Key Highlights
- Core AI Holdings (CHAI) jumped more than 300% during morning hours, reaching $3.332, without any direct company announcement
- The move followed OpenAI’s confidential draft S-1 filing with the SEC, which sparked widespread speculation across AI-related stocks
- Trading volume exploded to 59.85 million shares compared to the typical daily average of 6.06 million — approximately 10 times normal activity
- CHAI trades with a volatility beta of 3.91 and was recently hovering near its 52-week floor of $0.80
- The company disclosed a going-concern notice, accumulated losses of $31.96 million, and maintained only $1.93 million in cash reserves at fiscal year-end
Core AI Holdings (CHAI) skyrocketed more than 300% during Tuesday’s morning session, climbing to $3.332, following OpenAI’s confidential submission of a draft S-1 registration document with the Securities and Exchange Commission — igniting widespread speculative activity in small-capitalization artificial intelligence equities.
Shares had settled at $0.82 Monday evening. Before market open at 7:00 a.m. Eastern time, premarket transactions registered CHAI at $4.705 — representing a 473% leap prior to regular trading hours. No quarterly report, corporate announcement, or internal development from Core AI precipitated the movement.
This represented pure sector-wide momentum in action.
Trading activity revealed the underlying dynamics. With 59.85 million shares changing hands versus a standard daily average of merely 6.06 million, retail trader enthusiasm — rather than institutional accumulation — seemingly powered the rally. CHAI’s elevated beta coefficient of 3.91 positions it for amplified price swings, and emerging from a 52-week bottom of $0.80, it presented an attractive opportunity for traders seeking low-cost AI exposure.
Broader market conditions provided additional momentum. The S&P 500 advanced 0.9%, the Nasdaq Composite rose 1.1%, and Nvidia, Broadcom, and Micron each appreciated between 0.8% and 4.4% in premarket sessions. AI-related equities experienced widespread recovery following the previous week’s semiconductor sector pullback.
OpenAI’s regulatory filing wasn’t an isolated event.

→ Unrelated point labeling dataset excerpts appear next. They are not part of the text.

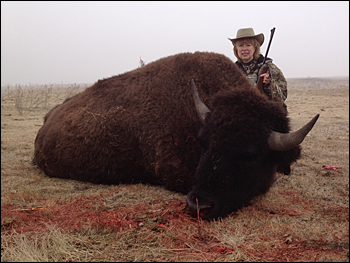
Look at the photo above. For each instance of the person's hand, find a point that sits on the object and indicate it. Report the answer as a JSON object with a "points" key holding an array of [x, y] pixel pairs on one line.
{"points": [[266, 77]]}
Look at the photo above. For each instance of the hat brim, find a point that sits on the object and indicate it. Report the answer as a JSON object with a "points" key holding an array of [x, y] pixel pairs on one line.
{"points": [[259, 38]]}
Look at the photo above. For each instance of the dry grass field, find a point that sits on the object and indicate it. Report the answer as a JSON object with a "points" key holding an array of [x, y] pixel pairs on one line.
{"points": [[304, 217]]}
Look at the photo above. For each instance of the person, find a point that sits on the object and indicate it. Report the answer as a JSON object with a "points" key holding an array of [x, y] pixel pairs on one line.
{"points": [[246, 48]]}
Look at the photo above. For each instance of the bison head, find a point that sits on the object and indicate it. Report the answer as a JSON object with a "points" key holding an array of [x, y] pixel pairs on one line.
{"points": [[245, 139]]}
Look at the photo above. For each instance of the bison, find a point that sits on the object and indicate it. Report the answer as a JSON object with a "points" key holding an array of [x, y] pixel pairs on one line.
{"points": [[149, 125]]}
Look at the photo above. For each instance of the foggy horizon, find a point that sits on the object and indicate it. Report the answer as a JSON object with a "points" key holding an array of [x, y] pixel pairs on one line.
{"points": [[82, 42]]}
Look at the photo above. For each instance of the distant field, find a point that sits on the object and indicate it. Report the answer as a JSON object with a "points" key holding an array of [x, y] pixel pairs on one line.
{"points": [[304, 217]]}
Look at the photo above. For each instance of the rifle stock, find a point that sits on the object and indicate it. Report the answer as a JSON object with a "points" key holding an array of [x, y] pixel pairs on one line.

Competitor Anthropic had submitted its own S-1 documentation just seven days prior, while SpaceX’s anticipated trillion-dollar-plus public offering remained on the horizon — a sequence of AI industry developments that sustained elevated speculative capital flows.

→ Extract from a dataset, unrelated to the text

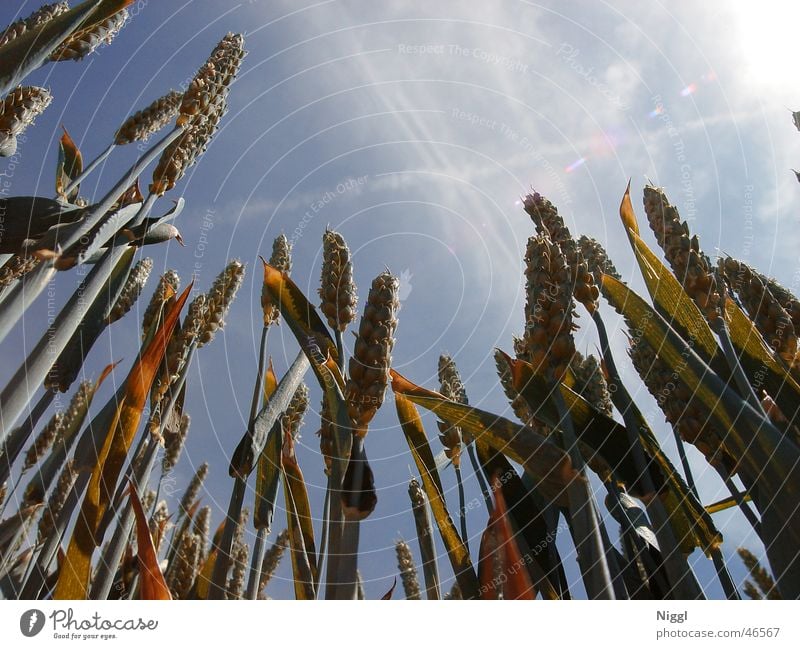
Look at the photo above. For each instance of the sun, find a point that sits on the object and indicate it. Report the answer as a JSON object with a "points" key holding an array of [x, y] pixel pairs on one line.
{"points": [[767, 39]]}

Core AI’s Business Operations
Core AI, formerly known as Siyata Mobile, positions itself as a technology enterprise developing artificial intelligence-enhanced mobile gaming products while expanding into AI infrastructure ventures. This past April, the company established a collaborative partnership with Allianca Group focused on constructing AI-optimized data center infrastructure.
The organization appointed Sonali Garg — previously Meta‘s data center operations leader and Allianca co-founder — in an advisory capacity. Garg brings experience overseeing more than 720 megawatts of mission-critical infrastructure capacity and managing annual project portfolios exceeding $6 billion.
Regarding financial performance, Core AI reported fiscal 2025 revenue from ongoing operations totaling $55.2 million, reflecting a 58.6% year-over-year increase. Gross profit from continuing operations registered as a deficit of approximately $302,662, while the company recorded a $24.4 million net loss connected to discontinued Siyata PTT business segments.
Financial Risk Assessment
The company’s financial statements present significant warning signals. Core AI’s 20-F regulatory filing contained a going-concern qualification, indicating auditors expressed substantial doubt regarding the organization’s capacity to maintain operations without securing additional capital.
The documentation revealed accumulated deficits totaling $31.96 million, a $7.19 million net loss from continuing operations throughout fiscal 2025, $3.64 million in negative operating cash flow, and merely $1.93 million in available cash at year-end.
Chief Executive Officer Aitan Zacharin characterized fiscal 2025 as a “foundational transition year” while highlighting AI infrastructure as a crucial investment trend for the coming decade. The company’s collaborative partner Allianca emphasized rapid execution capabilities as the primary competitive advantage within this sector.
As of Tuesday morning trading, CHAI was changing hands at $3.332, maintaining gains exceeding 300% for the session.